Deploy AI infrastructure
As enterprise commitment to artificial intelligence (AI) accelerates, organizations are facing a familiar and critical challenge: how and where to build and deploy AI infrastructure. There are many issues to consider, and organizations need to think beyond traditional IT architectures and plan for different types of workloads.
This paper is a blueprint to help organizations evaluate their options and make decisions that achieve the best cost efficiency, scalability, risk management and performance.
AI has rapidly made its way up the priorities list for enterprises across all industries and geographies. And it’s not just multinational enterprises committing to AI: Many midsized organizations have made AI an essential part of their near- and long-term digital transformation efforts.
That has resulted in a digital gold rush of spending on AI-related solutions. 1 IDC predicts that global expenditures on AI hardware, software and services will skyrocket from $327.5 billion in 2021 to more than $500 billion by 2024—a five-year compound annual growth rate of 17.5%.1 IDC predicts that spending on AI-dedicated hardware will grow even faster: By 2024, AI storage will experience 31.8% growth, while AI servers will grow by 26.4% over the same period.

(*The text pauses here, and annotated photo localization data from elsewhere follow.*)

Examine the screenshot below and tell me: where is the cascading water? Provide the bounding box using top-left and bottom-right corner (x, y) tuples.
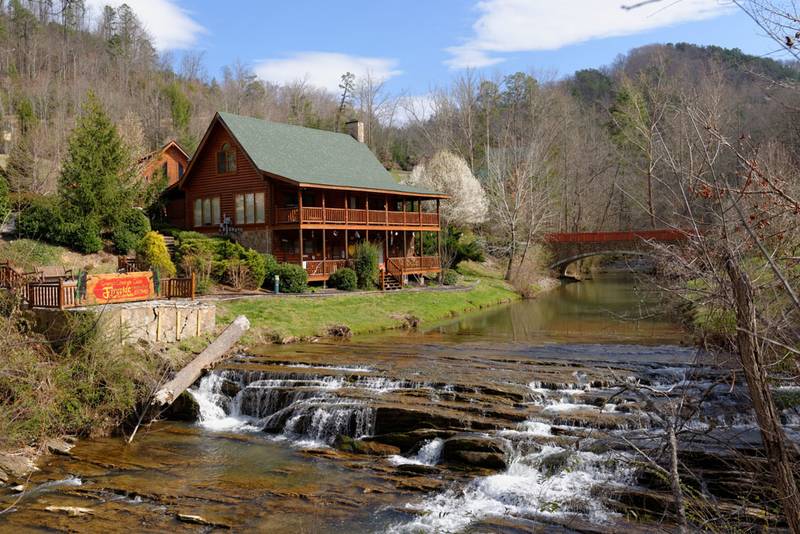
(390, 420), (634, 533)
(189, 370), (376, 446)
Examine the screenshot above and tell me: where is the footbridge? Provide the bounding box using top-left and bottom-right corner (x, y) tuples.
(543, 229), (690, 275)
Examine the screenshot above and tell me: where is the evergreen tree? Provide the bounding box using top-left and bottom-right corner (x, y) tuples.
(4, 133), (35, 192)
(58, 91), (133, 229)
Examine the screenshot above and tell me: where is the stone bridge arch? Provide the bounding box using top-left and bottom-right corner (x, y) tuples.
(543, 230), (689, 276)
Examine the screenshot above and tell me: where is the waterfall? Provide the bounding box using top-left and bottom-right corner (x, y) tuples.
(390, 425), (634, 533)
(189, 371), (375, 445)
(389, 438), (444, 466)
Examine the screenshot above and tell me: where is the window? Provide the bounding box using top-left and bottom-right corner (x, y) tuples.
(235, 192), (265, 224)
(162, 162), (168, 180)
(178, 163), (185, 178)
(216, 143), (236, 174)
(193, 197), (221, 227)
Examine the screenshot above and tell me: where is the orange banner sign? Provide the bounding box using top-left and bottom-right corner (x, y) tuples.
(83, 272), (155, 305)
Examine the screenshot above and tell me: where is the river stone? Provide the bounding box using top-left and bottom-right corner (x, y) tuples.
(163, 391), (200, 422)
(45, 438), (74, 456)
(334, 435), (400, 456)
(45, 506), (94, 517)
(441, 435), (507, 470)
(220, 378), (240, 398)
(0, 450), (37, 479)
(365, 429), (455, 453)
(539, 450), (573, 476)
(374, 407), (465, 434)
(445, 450), (507, 470)
(395, 463), (439, 475)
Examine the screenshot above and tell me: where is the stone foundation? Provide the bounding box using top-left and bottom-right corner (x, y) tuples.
(31, 300), (216, 345)
(237, 229), (272, 254)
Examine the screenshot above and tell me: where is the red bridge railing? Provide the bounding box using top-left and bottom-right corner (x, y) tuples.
(544, 229), (691, 244)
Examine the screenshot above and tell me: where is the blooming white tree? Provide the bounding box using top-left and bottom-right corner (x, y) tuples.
(406, 150), (488, 227)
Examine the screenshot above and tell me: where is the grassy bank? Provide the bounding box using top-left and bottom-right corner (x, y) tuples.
(216, 270), (521, 343)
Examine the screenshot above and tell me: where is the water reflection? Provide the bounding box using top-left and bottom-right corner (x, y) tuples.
(430, 273), (684, 345)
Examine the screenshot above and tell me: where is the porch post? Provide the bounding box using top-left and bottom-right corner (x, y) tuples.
(298, 229), (304, 265)
(437, 199), (442, 273)
(365, 196), (370, 226)
(298, 188), (303, 222)
(322, 190), (326, 223)
(322, 229), (327, 285)
(345, 192), (349, 223)
(298, 188), (304, 265)
(345, 229), (349, 261)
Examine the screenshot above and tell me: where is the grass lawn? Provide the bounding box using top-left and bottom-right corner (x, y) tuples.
(216, 274), (520, 342)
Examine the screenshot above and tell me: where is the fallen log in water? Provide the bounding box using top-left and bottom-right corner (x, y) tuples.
(152, 315), (250, 407)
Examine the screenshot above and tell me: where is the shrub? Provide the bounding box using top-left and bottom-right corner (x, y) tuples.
(274, 263), (307, 293)
(111, 229), (137, 254)
(442, 268), (459, 286)
(118, 208), (151, 239)
(136, 231), (176, 277)
(329, 267), (357, 291)
(17, 196), (62, 241)
(224, 259), (250, 290)
(242, 249), (267, 289)
(353, 242), (380, 290)
(66, 216), (103, 254)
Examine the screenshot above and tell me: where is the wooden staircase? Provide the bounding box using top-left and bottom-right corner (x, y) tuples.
(382, 272), (402, 291)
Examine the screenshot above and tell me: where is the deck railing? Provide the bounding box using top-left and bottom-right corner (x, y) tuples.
(27, 279), (77, 309)
(160, 274), (196, 299)
(274, 207), (439, 227)
(305, 259), (349, 277)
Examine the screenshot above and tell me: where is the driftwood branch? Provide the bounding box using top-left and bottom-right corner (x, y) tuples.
(152, 315), (250, 407)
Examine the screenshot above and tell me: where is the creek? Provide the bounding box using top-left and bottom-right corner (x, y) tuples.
(2, 273), (797, 532)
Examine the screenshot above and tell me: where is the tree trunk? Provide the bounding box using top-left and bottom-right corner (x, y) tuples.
(725, 256), (800, 533)
(152, 315), (250, 407)
(668, 425), (688, 533)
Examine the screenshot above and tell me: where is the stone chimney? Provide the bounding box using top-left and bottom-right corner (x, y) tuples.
(345, 120), (365, 143)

Capital expenditures of this magnitude naturally capture the attention and scrutiny of both technical and business decision-makers, all of whom want to make sure their investments are tightly aligned with overall business goals for AI and related technologies. Though many of these enterprise-class AI systems are expected to have a large footprint, organizations often demand the flexibility to start with more modest tests of concept, which can then be scaled up and out as necessary.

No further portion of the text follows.